On October 19th, Qantas will have a special arrangement for 40 people to test the psychological and physical impact of long-haul flights on a 19-hour test flight from New York, New York, to Sydney, Australia.
This is the first of the three test flights. If the “marathon flight” test flight is successful, the flight will be put into service in 2022, becoming the world’s longest direct flight route.
The test project was named Project SunRise (provisional translation: Sunrise Plan) and was flown by a Boeing 787-9 airliner with flight number 7979. The passenger took off in New York at 9 pm on the 19th.
In order to ensure that the aircraft has enough fuel to fly 16,200 kilometers without refueling, the passengers and crew of the aircraft are limited to 40 people, most of whom are Qantas employees.
Researchers from two Australian universities will monitor the sleep status, melatonin levels and food intake of the passengers on board. The pilot also needs to bring the instrument to let the researchers observe the brain waves and alertness.

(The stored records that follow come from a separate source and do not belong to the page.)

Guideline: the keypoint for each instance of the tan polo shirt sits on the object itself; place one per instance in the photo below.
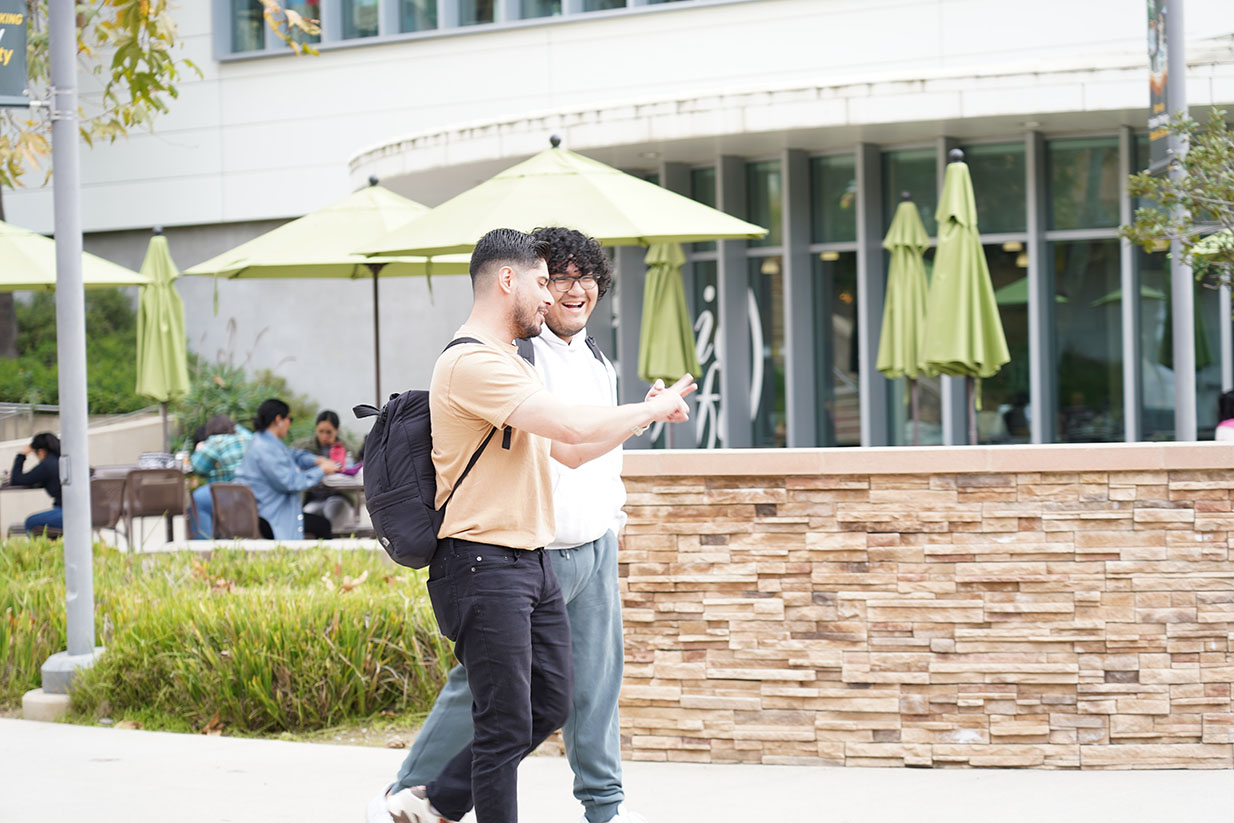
(507, 496)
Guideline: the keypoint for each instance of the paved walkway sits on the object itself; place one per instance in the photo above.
(52, 773)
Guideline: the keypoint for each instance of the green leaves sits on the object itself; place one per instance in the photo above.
(141, 77)
(1203, 190)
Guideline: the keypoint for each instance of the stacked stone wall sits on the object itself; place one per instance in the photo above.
(1070, 620)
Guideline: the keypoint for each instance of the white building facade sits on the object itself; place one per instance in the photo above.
(811, 117)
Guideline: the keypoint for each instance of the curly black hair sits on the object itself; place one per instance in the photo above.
(567, 246)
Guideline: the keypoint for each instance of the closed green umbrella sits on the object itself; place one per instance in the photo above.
(665, 343)
(901, 343)
(559, 188)
(162, 363)
(27, 263)
(964, 334)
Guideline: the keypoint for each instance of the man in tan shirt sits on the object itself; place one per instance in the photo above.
(492, 590)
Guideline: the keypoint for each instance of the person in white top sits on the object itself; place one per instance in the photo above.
(588, 505)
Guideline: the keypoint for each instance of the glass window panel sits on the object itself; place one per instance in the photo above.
(1084, 181)
(475, 11)
(248, 27)
(1156, 352)
(359, 19)
(702, 188)
(833, 199)
(766, 352)
(916, 172)
(998, 185)
(1003, 415)
(417, 15)
(705, 302)
(837, 367)
(539, 9)
(764, 201)
(1087, 341)
(310, 9)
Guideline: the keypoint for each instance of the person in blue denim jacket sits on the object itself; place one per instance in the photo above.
(279, 474)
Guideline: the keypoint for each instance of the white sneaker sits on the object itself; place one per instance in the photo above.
(378, 811)
(622, 816)
(412, 806)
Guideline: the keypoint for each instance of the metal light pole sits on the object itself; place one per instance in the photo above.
(1181, 279)
(70, 347)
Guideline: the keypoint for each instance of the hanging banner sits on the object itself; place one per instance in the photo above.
(1159, 86)
(12, 53)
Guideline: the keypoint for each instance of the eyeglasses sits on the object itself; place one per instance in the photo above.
(563, 283)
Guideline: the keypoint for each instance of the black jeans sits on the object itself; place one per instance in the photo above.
(504, 610)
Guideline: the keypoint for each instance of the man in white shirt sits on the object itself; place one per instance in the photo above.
(588, 505)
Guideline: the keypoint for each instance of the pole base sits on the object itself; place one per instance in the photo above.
(38, 705)
(59, 668)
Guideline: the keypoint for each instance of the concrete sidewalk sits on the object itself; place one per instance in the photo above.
(52, 773)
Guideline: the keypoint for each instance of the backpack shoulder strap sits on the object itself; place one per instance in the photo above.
(526, 349)
(595, 349)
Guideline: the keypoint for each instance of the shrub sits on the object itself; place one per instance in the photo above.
(252, 642)
(111, 353)
(226, 389)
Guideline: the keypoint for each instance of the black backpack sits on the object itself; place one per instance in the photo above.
(400, 481)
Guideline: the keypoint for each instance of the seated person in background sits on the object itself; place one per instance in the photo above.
(1225, 416)
(336, 506)
(279, 474)
(216, 459)
(46, 475)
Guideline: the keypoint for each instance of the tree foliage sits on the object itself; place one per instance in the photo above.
(1195, 206)
(131, 51)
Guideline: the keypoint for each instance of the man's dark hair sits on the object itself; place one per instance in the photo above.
(220, 425)
(268, 411)
(567, 246)
(505, 247)
(47, 442)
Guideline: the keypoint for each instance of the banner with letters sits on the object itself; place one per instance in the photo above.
(12, 53)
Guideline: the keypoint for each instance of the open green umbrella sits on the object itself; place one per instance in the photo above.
(665, 343)
(162, 363)
(322, 244)
(559, 188)
(901, 343)
(27, 263)
(964, 334)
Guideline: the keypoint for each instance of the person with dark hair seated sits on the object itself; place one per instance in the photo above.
(46, 475)
(216, 459)
(279, 474)
(336, 506)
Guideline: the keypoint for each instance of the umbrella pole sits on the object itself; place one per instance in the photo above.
(973, 411)
(912, 392)
(375, 268)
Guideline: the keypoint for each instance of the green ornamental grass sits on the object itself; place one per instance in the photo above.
(244, 642)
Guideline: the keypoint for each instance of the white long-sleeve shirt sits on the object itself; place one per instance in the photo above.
(586, 501)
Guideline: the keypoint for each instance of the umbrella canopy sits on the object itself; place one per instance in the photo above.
(665, 343)
(964, 334)
(162, 364)
(559, 188)
(901, 343)
(322, 243)
(27, 263)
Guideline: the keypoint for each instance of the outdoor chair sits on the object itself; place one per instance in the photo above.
(153, 492)
(235, 511)
(106, 502)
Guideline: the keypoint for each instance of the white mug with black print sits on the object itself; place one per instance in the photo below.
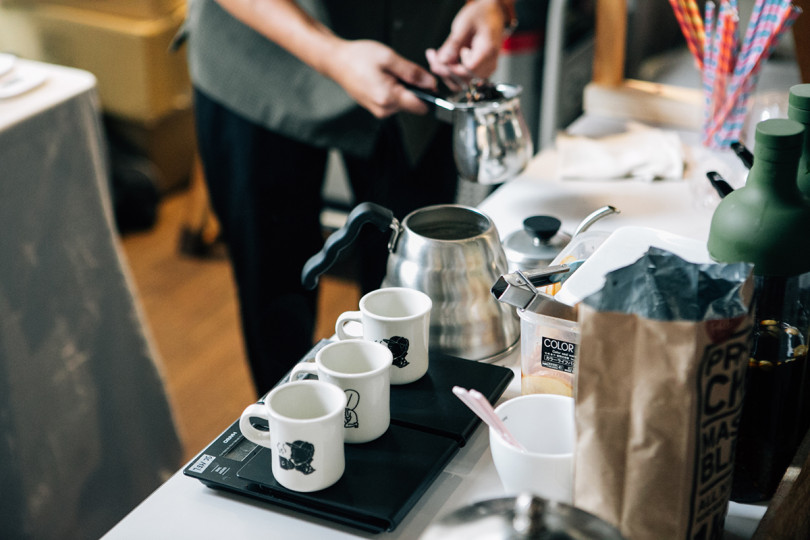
(362, 369)
(305, 436)
(399, 318)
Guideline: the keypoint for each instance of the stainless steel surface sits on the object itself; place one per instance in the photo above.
(523, 516)
(453, 254)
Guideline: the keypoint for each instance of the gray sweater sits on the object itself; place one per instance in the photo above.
(239, 68)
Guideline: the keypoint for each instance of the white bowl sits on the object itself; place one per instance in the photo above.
(544, 425)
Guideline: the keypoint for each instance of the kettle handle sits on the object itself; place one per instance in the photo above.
(339, 240)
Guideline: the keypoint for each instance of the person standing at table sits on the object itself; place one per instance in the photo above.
(277, 84)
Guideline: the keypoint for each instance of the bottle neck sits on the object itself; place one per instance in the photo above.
(777, 173)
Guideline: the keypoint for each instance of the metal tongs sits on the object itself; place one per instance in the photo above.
(519, 289)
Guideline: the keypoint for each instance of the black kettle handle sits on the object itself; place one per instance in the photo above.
(339, 240)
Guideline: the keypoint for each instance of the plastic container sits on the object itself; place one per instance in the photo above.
(548, 348)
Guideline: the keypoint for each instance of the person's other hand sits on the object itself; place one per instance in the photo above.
(372, 74)
(471, 50)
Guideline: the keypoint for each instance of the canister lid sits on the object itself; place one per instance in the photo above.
(537, 243)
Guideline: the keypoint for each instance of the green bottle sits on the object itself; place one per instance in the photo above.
(799, 110)
(766, 223)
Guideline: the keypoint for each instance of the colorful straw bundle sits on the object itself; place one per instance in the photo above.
(730, 69)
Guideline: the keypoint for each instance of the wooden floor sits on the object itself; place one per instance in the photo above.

Qantas President Alan Joyce described the test as “the forefront of the aviation industry.” Qantas will test flights from London to Sydney in the coming months and will decide whether the relevant routes will be officially opened at the end of the year. If this is the case, this will save the passengers a total of 4 hours of travel time.
Currently the longest route in the world is provided by Singapore Airlines (Singapore Airlines) from Singapore to New York, 18 hours and 45 minutes.